La beauté du geste, éloge de Jacques Rivette.

L’expression « éloge funèbre » ne convient pas à Jacques Rivette. Eloge, peut-être, funèbre, non. Jacques était un rieur. Je me souviens voir son rire pour ainsi dire détaché de son visage, flottant, le rire du chat d’Alice, insituable. Ni mépris, ni supériorité, un étonnement, seulement, celui d’un enfant qui aimait filmer les femmes et qui n’avait pour cela besoin d’aucun laissez-passer de scénario.
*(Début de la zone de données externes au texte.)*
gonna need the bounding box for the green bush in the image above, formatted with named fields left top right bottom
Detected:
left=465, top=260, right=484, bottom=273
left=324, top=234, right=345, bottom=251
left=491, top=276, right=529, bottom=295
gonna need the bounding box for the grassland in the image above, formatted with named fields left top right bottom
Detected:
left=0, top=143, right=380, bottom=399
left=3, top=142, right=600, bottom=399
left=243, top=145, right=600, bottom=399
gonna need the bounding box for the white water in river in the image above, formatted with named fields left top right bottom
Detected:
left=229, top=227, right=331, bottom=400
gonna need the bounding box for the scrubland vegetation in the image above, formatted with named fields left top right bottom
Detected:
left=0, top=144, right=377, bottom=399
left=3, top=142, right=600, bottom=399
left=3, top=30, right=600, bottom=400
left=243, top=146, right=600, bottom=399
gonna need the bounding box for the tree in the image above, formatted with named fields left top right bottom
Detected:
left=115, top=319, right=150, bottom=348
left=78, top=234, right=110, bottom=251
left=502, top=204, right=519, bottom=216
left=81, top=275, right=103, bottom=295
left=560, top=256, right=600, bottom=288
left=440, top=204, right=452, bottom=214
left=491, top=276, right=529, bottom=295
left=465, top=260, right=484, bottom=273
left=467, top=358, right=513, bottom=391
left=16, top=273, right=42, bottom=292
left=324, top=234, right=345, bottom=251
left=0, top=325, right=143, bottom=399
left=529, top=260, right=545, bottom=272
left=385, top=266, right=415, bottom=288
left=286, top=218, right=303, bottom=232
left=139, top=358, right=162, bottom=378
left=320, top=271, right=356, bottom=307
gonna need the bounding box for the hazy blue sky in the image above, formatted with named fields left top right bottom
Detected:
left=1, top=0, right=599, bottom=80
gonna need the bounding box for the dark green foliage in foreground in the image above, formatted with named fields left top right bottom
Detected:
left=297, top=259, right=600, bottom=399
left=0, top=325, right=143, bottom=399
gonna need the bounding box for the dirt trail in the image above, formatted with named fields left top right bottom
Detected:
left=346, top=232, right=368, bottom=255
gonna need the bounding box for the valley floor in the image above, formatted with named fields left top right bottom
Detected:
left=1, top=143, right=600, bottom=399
Peut-on même parler d’improvisation quand, toute fascination écartée, l’on s’aperçoit que Rivette filme à peu près toujours les mêmes situations, la seule même situation : celle de l’improbable rencontre de chacun (chacune) avec son autre ? Les chemins se croisent et les corps s’évitent, et voilà pourquoi ça dure, pourquoi ça n’a pas de fin. Tout est aimanté, chez Rivette, les corps, les paroles, les gestes, les nuages, tout s’attire sans s’atteindre. Peut-être le cinéaste comptait-il sur la beauté contrariée de ses personnages féminins, portés par des comédiennes aussi géniales que Bulle Ogier ou Juliet Berto, Jane Birkin ou Sandrine Bonnaire, pour parvenir à des intensités de pur cinéma, au-delà de l’intrigue, au-delà du récit, au-delà de la pertinence, au-delà même de l’invocation rituelle à la cohérence, à la justification, à la logique, à la nécessité, qui sont l’ordinaire de notre temps, et qu’un seul plan-séquence de quinze minutes avait le pouvoir de dissoudre jusqu’à la sortie du cinéma. Jacques Rivette m’aura appris à aimer le presque-rien du temps qui passe en devenant, sur un écran, presque tout. Autrement dit, laisser libre la fiction de devenir documentaire.

Jean-Louis Comolli, 29 janvier 2016.